The latter appears to be what happened with Andrie. Based on his age, a 2014 moderate dementia claim would have entitled him to a maximum of $158,000. As it was, he collected a pair of checks totaling $39,583.48—but only after his daughter had to clear three medical liens that had been placed on the award. Brooks said she never got any written breakdown of the liens, which totaled $148,520 and which would have ensured he collected nothing. It took her weeks of phone calls to get the whole thing cleared up so her dad could finally get paid.

“I don’t know if you’ve ever tried to get a letter from an insurance company,” she told me, “but it’s not fun.”


But it was the process—the complications of submitting a claim, only to receive a denial full of errors, only to submit another claim and have that denied, then to appeal, then to learn that the claim was a significantly lower amount than promised, approved based on a standard for which Brooks was unaware, then to have to battle to get the liens cleared up—that to this day has Brooks angry. Her fight was never about the money, but about the obstacles many families—most of whom are far worse off than she is—have to overcome to get it.

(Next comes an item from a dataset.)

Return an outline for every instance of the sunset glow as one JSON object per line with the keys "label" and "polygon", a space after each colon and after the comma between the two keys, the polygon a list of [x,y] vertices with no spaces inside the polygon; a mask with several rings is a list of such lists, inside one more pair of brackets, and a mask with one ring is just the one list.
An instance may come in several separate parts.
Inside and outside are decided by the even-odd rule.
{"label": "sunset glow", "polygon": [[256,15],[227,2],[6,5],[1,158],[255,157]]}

Early and moderate dementia claims account for 63 percent of those submitted. Just 23 percent of those early and moderate dementia claims have been approved for payment.


“I am sick to my stomach about how we had to do it,” Brooks said. “It makes me sick for the others because I know what I had to do to fight for [$39,000] for my dad and if that’s the way the thing goes down, everyone’s fucked. Everybody is absolutely fucked.”

The CTE diagnosis did bring some closure, however.

“It’s what we knew, and it’s science, and no one can say it’s not real, and the NFL can’t deny it anymore,” Brooks said. “Of course, the NFL said Dad wasn’t sick at all.”